Recovery Post-Crash

Bringing the Database Back to Life

How databases recover from crashes using the WAL log to restore consistency

The moment of truth: UNDO incomplete transactions, REDO committed ones

The Crash Scenario

A database crash leaves us with a few cold facts:

Committed transactions might not be fully on disk.
Partially complete transactions were left hanging.
WAL log holds the full history of changes.

The recovery process needs to:

Analyze the WAL log to figure out what went down.
REDO committed transactions to keep promises.
UNDO incomplete transactions to maintain integrity.

Detailed Notes on Steps 2 and 3

In Step 2: Replay every action in the WAL from start to crash. Consider these scenarios:

If the WAL shows a COMMIT, redo the transaction.
If the WAL shows an ABORT, redo the transaction then undo it.

In Step 3: Transactions without COMMIT/ABORT are treated as ABORTs, and we undo their changes.

Potential Optimizations: Some databases optimize the REDO-then-UNDO for ABORTs. Efficient algorithms can save on I/O, especially for long transactions involving millions of variables.

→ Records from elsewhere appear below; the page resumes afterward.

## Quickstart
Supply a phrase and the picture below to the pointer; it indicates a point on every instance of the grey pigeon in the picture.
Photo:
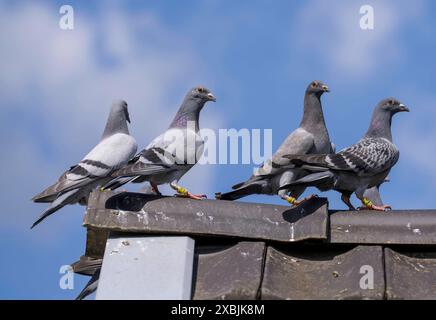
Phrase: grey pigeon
(362, 166)
(310, 137)
(169, 156)
(113, 151)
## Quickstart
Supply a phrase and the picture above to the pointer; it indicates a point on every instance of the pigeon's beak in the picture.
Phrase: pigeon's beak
(211, 97)
(403, 108)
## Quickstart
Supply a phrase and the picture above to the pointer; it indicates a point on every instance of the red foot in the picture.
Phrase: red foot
(192, 196)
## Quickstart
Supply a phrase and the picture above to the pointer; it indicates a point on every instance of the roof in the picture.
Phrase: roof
(262, 251)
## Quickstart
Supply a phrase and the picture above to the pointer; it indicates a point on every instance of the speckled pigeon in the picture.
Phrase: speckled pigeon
(169, 156)
(114, 150)
(364, 165)
(311, 137)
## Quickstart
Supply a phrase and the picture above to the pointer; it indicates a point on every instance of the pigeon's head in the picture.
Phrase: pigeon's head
(317, 87)
(195, 100)
(391, 106)
(201, 94)
(120, 108)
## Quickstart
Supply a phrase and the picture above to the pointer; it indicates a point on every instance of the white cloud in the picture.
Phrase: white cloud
(69, 78)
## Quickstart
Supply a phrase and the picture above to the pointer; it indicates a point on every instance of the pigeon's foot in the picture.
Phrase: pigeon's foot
(368, 205)
(346, 199)
(182, 192)
(296, 202)
(155, 189)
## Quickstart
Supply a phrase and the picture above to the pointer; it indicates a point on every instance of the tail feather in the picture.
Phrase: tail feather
(57, 204)
(311, 180)
(90, 287)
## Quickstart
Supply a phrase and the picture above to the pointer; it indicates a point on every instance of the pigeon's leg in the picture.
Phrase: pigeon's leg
(182, 192)
(298, 202)
(367, 204)
(345, 197)
(285, 178)
(155, 189)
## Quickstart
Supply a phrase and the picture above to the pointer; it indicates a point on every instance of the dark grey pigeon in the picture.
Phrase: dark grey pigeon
(311, 137)
(113, 151)
(169, 156)
(362, 166)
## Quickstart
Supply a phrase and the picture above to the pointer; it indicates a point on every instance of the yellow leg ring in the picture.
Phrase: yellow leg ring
(366, 202)
(291, 200)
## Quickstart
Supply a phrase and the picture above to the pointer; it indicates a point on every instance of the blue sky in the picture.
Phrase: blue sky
(257, 57)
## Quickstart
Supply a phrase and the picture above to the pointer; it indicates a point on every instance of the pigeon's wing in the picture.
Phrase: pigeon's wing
(110, 154)
(367, 157)
(299, 142)
(165, 153)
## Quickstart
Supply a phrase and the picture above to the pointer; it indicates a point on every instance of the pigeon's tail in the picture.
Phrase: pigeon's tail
(57, 204)
(118, 182)
(317, 179)
(90, 287)
(240, 193)
(48, 195)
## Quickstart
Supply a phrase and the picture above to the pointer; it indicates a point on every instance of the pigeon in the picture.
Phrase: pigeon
(362, 166)
(311, 137)
(114, 150)
(169, 156)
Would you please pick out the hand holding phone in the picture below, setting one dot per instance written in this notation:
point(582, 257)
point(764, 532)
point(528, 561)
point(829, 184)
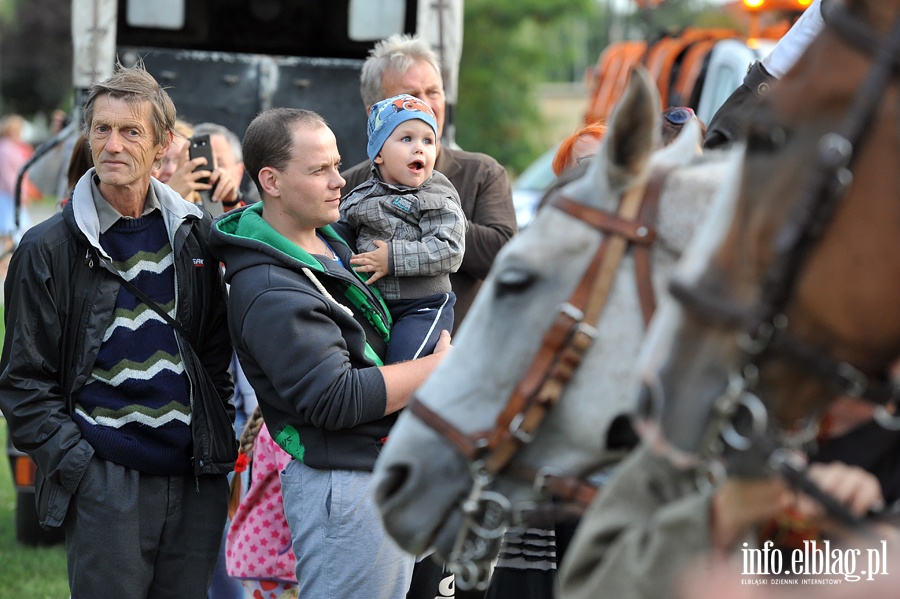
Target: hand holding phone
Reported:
point(201, 146)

When Machine (or disk or network) Crashes

Just Before Crash

DB just before crash

Just After Crash

Just after crash

Post-crash reality:

Some changes made it to the database (thanks to buffer flushes).
Some committed work is missing (lost in RAM).
Some incomplete work is on disk but not committed.
WAL log is the key to sorting this out.

Analysis Phase

Goal: Identify active transactions at crash

Method: Scan WAL

Result: List of committed vs uncommitted transactions

The Recovery Process

The recovery algorithm in action:

Phase 1 - Analysis: Read WAL to build transaction table.
Phase 2 - REDO: Replay all changes to reconstruct state.
Phase 3 - UNDO: Roll back unfinished transactions.

✅ REDO Phase

Purpose: Ensure all finished work survives

Action: Apply changes from WAL using new_values

Order: Forward through the log (oldest to newest)

❌ UNDO Phase

Purpose: Remove effects of 'unfinished' transactions

Action: Reverse changes using old_values from WAL

Order: Backward through the log (newest to oldest)

After Recovery Complete

Database state after recovery

The final state:

✅ All committed transactions are fully applied.
❌ All uncommitted transactions are completely removed.
Database is consistent and ready for new transactions.

Why This Works

The WAL is the source of truth!

It has the complete history of all changes
It has both old and new values for every change
It's written durably before any actual data changes
Even if the database is corrupted, WAL can rebuild everything

Recovery Guarantees

What Recovery Ensures

Atomicity: Transactions are all-or-nothing.
Durability: Committed work survives crashes.
Consistency: Database rules are preserved.
Repeatability: Recovery is deterministic.

What Recovery Costs

Time: Can take minutes to hours for large databases.
I/O: Must read entire WAL since last checkpoint.
Availability: Database offline during recovery.
Complexity: Requires careful implementation.

Optimizations

Checkpointing

Idea: Periodically flush all dirty pages to disk

Benefit: Limits how far back recovery must go

Trade-off: Checkpoint overhead vs recovery speed

Practice Questions

Test Your Understanding

Q1: Why do we REDO before UNDO?

Q2: What if the system crashes during recovery?

Q3: How do we know which transactions were active at crash time?